3 キールが触わることができ、胸筋がしっかり発達している
2 胸肉がやや少なく、キールが簡単に触され、尖り気味である
1 胸筋が殆ど無く、キールがはっきり触われ、尖っている
肥満だったら?
体重が増加し、胸筋に脂肪が付いている場合は肥満です。今が健康でもこれから病気になる可能性があるので、ダイエットをしてください。体重増加の原因は、肥満だけではなく、卵巣・卵管疾患や腹水で腹部が大きくなっていることがあります。心配ならば、動物病院で診察を受けてください。
体重は発情や卵を持っていると増える!
鳥は発情中は体重が増えます。母鳥は体力を使うために、エサを多くとり、少し肥満にもなりますが、これは正常です。
体重が減って痩せている時はどうする?
何らかの問題がある可能性があります。下記のことを確認して下さい。
- 餌の量が足りていますか?
- 餌の内容は問題ありませんか?
- 羽を膨らませていませんか?
- 寝ている時間が多くありませんか?
- 軟便や下痢はありませんか?
- 吐いていませんか?
餌の量が足りていますか?
餌の量を確認し、少し増やしてみて下さい。栄養価の高いシードを与えてみるのも一方法です。
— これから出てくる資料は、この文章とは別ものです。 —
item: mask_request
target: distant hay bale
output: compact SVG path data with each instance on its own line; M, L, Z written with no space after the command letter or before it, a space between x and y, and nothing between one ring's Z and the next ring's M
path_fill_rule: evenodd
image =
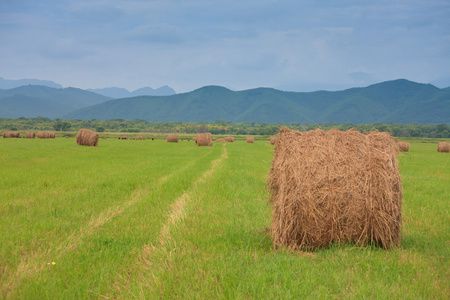
M409 151L409 143L408 142L398 142L398 151L408 152Z
M269 138L269 142L271 145L275 145L275 143L277 142L278 138L276 136L271 136Z
M438 152L450 152L450 143L439 142L439 144L438 144Z
M401 181L388 133L281 128L268 187L275 247L400 244Z
M178 134L169 134L166 138L167 143L178 143Z
M211 133L205 132L197 134L195 143L197 146L212 146Z
M98 146L98 133L89 129L80 129L76 141L77 145Z
M3 133L3 138L20 138L20 133L17 131L5 131Z
M47 131L40 131L37 133L38 139L54 139L55 133L54 132L47 132Z
M25 138L27 139L34 139L36 137L36 134L34 132L27 132L25 134Z

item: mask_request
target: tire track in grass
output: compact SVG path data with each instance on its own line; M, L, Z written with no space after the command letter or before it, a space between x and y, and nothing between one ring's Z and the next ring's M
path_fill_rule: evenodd
M161 177L155 185L155 190L160 188L166 181L168 181L174 175L189 169L197 161L205 158L211 153L212 151L208 151L199 158L192 160L184 167L177 169L176 172ZM86 223L85 226L82 226L78 230L72 231L72 233L69 234L69 236L63 242L61 242L55 250L49 248L42 251L33 252L30 255L23 255L15 272L13 272L6 279L3 278L3 276L6 277L6 272L2 274L2 282L0 285L2 294L7 298L10 295L11 291L17 290L17 288L20 286L21 282L25 278L31 278L36 274L40 273L41 271L43 271L50 264L49 261L58 260L68 251L75 251L78 248L78 246L83 242L84 238L94 234L96 230L101 228L104 224L106 224L113 218L121 215L129 207L139 202L142 199L143 195L148 193L149 192L147 187L134 190L131 194L131 199L129 201L124 202L121 205L109 207L106 210L100 212L99 215L91 218Z
M146 270L152 264L152 256L156 253L163 254L165 256L170 256L170 244L175 243L170 231L176 225L180 225L182 221L183 214L185 212L185 207L189 204L189 200L192 197L192 194L196 191L196 188L199 184L204 183L207 179L211 178L217 168L223 163L225 159L228 159L228 153L226 144L223 145L223 152L220 158L213 160L211 162L211 168L205 171L193 184L192 186L185 191L174 203L172 203L170 207L170 212L167 217L167 222L163 224L161 231L158 235L155 245L152 243L146 244L142 247L138 257L136 258L136 263L133 266L126 268L126 274L120 275L120 282L113 283L114 292L111 297L106 298L123 298L124 293L127 291L128 285L132 282L132 275L138 273L138 278L141 280L143 286L152 289L153 284L150 283L145 278ZM155 275L152 275L153 282L157 282L158 278ZM142 288L141 288L142 293ZM127 295L129 296L129 295ZM143 298L143 294L141 295L132 295L134 298ZM125 296L126 297L126 296ZM145 298L145 297L144 297Z

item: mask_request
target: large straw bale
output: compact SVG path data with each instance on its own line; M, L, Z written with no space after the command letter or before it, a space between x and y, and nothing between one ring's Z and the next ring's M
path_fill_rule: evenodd
M438 144L438 152L450 152L450 143L439 142L439 144Z
M77 145L98 146L98 133L89 129L80 129L76 141Z
M402 191L389 134L282 128L268 178L275 247L401 240Z
M18 131L5 131L3 133L3 138L20 138L20 132Z
M166 139L167 143L178 143L178 134L169 134Z
M47 132L47 131L40 131L37 133L37 137L39 139L54 139L55 133L54 132Z
M199 133L195 139L197 146L212 146L211 133Z
M27 139L34 139L36 137L36 134L34 132L27 132L25 134L25 138Z
M269 142L271 145L275 145L275 143L277 142L278 138L276 136L271 136L269 138Z
M408 142L398 142L398 151L408 152L409 151L409 143Z

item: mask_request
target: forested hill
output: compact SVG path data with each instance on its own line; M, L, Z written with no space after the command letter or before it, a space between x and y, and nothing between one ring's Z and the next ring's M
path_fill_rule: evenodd
M271 88L231 91L206 86L172 96L106 101L64 119L143 119L152 122L450 123L450 91L405 79L364 88L308 93Z

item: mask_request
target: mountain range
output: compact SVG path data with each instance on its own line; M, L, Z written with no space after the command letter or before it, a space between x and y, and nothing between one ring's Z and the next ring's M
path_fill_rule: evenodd
M450 123L450 89L398 79L334 92L205 86L188 93L119 99L75 88L0 90L0 117L21 116L152 122Z

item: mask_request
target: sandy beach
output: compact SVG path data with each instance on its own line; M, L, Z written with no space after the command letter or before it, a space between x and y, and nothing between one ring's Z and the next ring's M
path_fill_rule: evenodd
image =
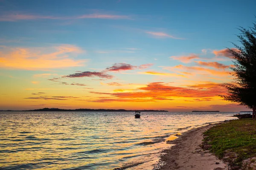
M163 151L159 164L154 170L228 170L226 164L200 146L203 133L215 125L192 129L175 140L167 142L175 145ZM160 166L163 163L165 164Z

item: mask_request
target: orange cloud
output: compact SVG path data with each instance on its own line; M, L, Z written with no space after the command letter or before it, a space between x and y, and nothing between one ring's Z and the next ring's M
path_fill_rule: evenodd
M240 50L236 48L232 48L231 49L238 53L240 53ZM221 50L214 50L212 51L212 53L215 54L216 56L224 56L230 58L232 58L233 57L231 53L230 52L229 50L227 48L225 48Z
M207 101L211 97L218 94L225 94L227 90L217 83L196 85L187 87L175 87L168 85L162 82L149 83L145 87L134 89L132 92L106 93L91 92L98 94L108 94L109 97L97 97L93 102L131 102L142 100L143 102L159 102L166 100L173 100L174 97L201 98L195 101Z
M185 70L189 71L190 73L193 73L197 74L210 74L213 75L218 76L228 76L230 75L230 71L222 71L218 70L213 70L208 68L205 68L199 66L185 66L184 65L177 65L175 67L163 67L163 69L170 70Z
M127 15L111 15L103 14L91 14L78 16L58 17L51 16L42 16L23 14L11 14L0 16L0 21L16 21L20 20L34 20L38 19L70 20L82 19L102 19L108 20L131 20Z
M44 77L44 78L47 78L49 77L49 76L53 75L54 76L57 76L58 74L51 74L50 73L44 73L42 74L34 74L34 75L33 75L33 77Z
M177 38L173 36L168 34L167 34L165 33L162 32L151 32L151 31L146 31L145 33L152 35L154 37L158 38L171 38L174 39L179 39L183 40L183 38Z
M178 74L175 73L160 73L156 71L146 71L144 72L139 72L139 73L143 74L150 74L156 76L186 77L185 76L182 74Z
M44 70L82 66L87 61L70 58L72 54L83 52L79 47L70 45L35 50L23 48L5 48L4 50L0 57L0 68L4 68ZM42 52L49 51L52 51Z
M229 68L230 67L229 65L226 65L218 62L204 62L201 61L195 61L195 62L200 65L211 67L217 69L225 69Z
M139 66L132 65L129 64L125 63L115 63L111 67L106 68L104 71L125 71L126 70L135 70L136 69L145 69L152 65L152 64L147 64L140 65Z
M172 56L170 57L171 59L177 60L182 62L187 63L190 62L191 60L199 58L198 55L192 54L187 56Z

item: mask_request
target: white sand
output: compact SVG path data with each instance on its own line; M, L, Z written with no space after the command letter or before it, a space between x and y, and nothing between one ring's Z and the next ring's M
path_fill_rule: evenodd
M160 160L166 164L160 170L228 170L226 164L218 159L209 151L200 147L203 139L203 133L215 125L192 129L184 133L177 139L168 142L175 144L169 149L163 150L166 154ZM217 164L216 164L216 162Z

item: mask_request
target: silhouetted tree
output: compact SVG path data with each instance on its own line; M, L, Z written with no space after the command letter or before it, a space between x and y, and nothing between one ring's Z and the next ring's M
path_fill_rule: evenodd
M230 68L233 71L235 81L225 84L227 94L220 96L252 108L256 105L256 24L247 29L239 29L241 32L237 37L242 46L233 44L240 51L228 48L234 59L235 67Z

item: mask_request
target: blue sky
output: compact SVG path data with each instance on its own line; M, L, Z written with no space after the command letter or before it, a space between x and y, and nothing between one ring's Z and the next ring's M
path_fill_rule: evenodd
M35 99L26 99L31 98L26 89L47 89L45 94L52 96L55 92L50 91L52 88L61 91L67 86L49 80L53 78L62 79L66 84L83 83L93 89L92 93L85 91L75 97L82 99L89 106L97 103L91 107L97 108L109 107L106 103L114 102L123 104L124 108L134 105L114 94L119 91L116 87L105 85L113 82L122 82L117 90L128 90L126 95L132 96L137 91L147 91L140 88L156 82L166 86L173 82L172 87L195 90L193 83L230 82L230 76L224 74L222 77L220 72L221 69L230 71L228 67L232 60L221 50L234 47L230 42L239 44L236 35L239 34L237 28L252 25L256 7L253 0L0 0L0 79L5 83L0 92L9 100L0 109L13 107L9 102L14 100L20 103L15 108L30 108L31 105L24 103ZM111 66L126 68L105 70ZM115 78L99 80L101 77L95 74L64 77L77 71L111 73ZM39 74L43 76L37 77ZM16 86L13 82L21 85ZM134 84L134 88L127 89L129 84ZM11 84L15 93L20 93L18 97L12 91L4 92ZM72 88L68 88L69 95L72 95ZM96 91L114 97L104 97L109 100L107 102L96 100ZM154 103L152 108L186 110L193 108L191 101L196 102L198 97L175 96L165 96L160 104L157 100L149 102ZM233 106L210 96L201 96L207 99L195 105L217 109L225 105ZM34 100L40 103L34 108L63 106L55 104L50 98ZM82 105L70 104L74 101L69 99L70 103L64 101L69 107ZM188 104L190 108L182 110L178 107L187 102L191 103ZM119 105L113 103L112 107ZM170 104L176 106L169 108ZM138 103L136 107L140 105Z

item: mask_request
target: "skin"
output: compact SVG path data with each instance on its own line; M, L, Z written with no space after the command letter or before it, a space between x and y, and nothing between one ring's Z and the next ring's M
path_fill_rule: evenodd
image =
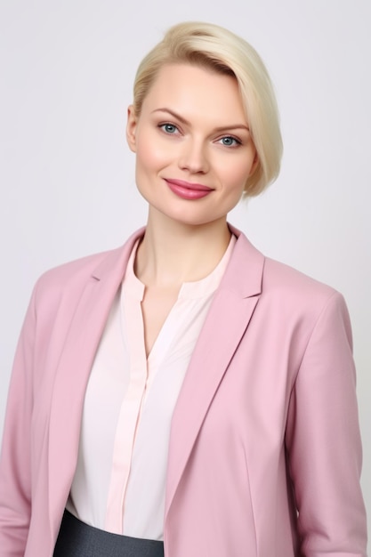
M136 154L137 187L149 203L135 262L146 285L149 353L182 282L206 277L224 254L227 214L257 157L236 80L190 64L161 69L141 114L129 107L126 134ZM173 181L191 184L191 193L178 182L174 189ZM196 198L189 198L194 184ZM200 198L199 187L207 188Z

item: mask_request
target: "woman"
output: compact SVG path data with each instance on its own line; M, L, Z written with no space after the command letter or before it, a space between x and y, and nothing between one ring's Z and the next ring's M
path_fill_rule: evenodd
M127 141L146 228L32 295L0 555L365 555L344 302L227 222L278 173L262 61L175 26L139 68Z

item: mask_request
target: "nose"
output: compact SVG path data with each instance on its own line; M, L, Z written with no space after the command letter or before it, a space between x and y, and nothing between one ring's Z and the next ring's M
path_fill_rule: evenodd
M188 138L181 146L179 167L191 174L205 174L209 170L206 146L201 140Z

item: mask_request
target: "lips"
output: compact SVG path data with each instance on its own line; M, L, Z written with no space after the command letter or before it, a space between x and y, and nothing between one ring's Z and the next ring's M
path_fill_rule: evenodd
M203 184L185 182L184 180L165 179L170 190L182 199L201 199L214 190Z

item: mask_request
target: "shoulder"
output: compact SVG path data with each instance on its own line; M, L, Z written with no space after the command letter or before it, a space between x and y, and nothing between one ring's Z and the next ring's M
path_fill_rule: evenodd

しかし、病気であることが多いので、早期に動物病院で受診することをお勧めします。
ミックスシードの解説とお薦め商品の選び方はコチラ!
餌の内容は問題ありませんか?
野菜を多く食べて、種子やペレットを残していませんか?皮付きの種子を与えている場合は、殻が餌容器の中に残ってしまい、交換を怠ると実際の食べた量が分かりません。
羽を膨らませていませんか?寝ている時間が多くありませんか?
羽を膨らませている時は、寒いか?体調が悪くて病気?だと思います。まずは温度上げてみて。戻らない時は病気の可能性が高いです。夜はしっかりと寝かせているのに、昼間も寝ている時間が多く覇気がない時も病気の可能性が高いです。
軟便や下痢はありませんか?
寒かったり、発情したり、野菜を食べる量が多い、水を飲む量が多いと軟便になります。飼育環境と餌を見直しても改善がない時は、動物病院で診察を受けましょう。
吐いていませんか?
食べても吐いてしまうと、栄養が採れないので痩せてきます。オスは発情吐出を繰り替えすと少しだけ痩せます。病気による嘔吐の可能性が高い場合は動物病院で診察を受けましょう。
まとめ
鳥は病気を隠します。体重や栄養状態を確認して、異常があれば病気の初期症状の一つかもしれません。定期的に体重を図ったり、保定してキール・スコアを確認できるようにしておきましょう。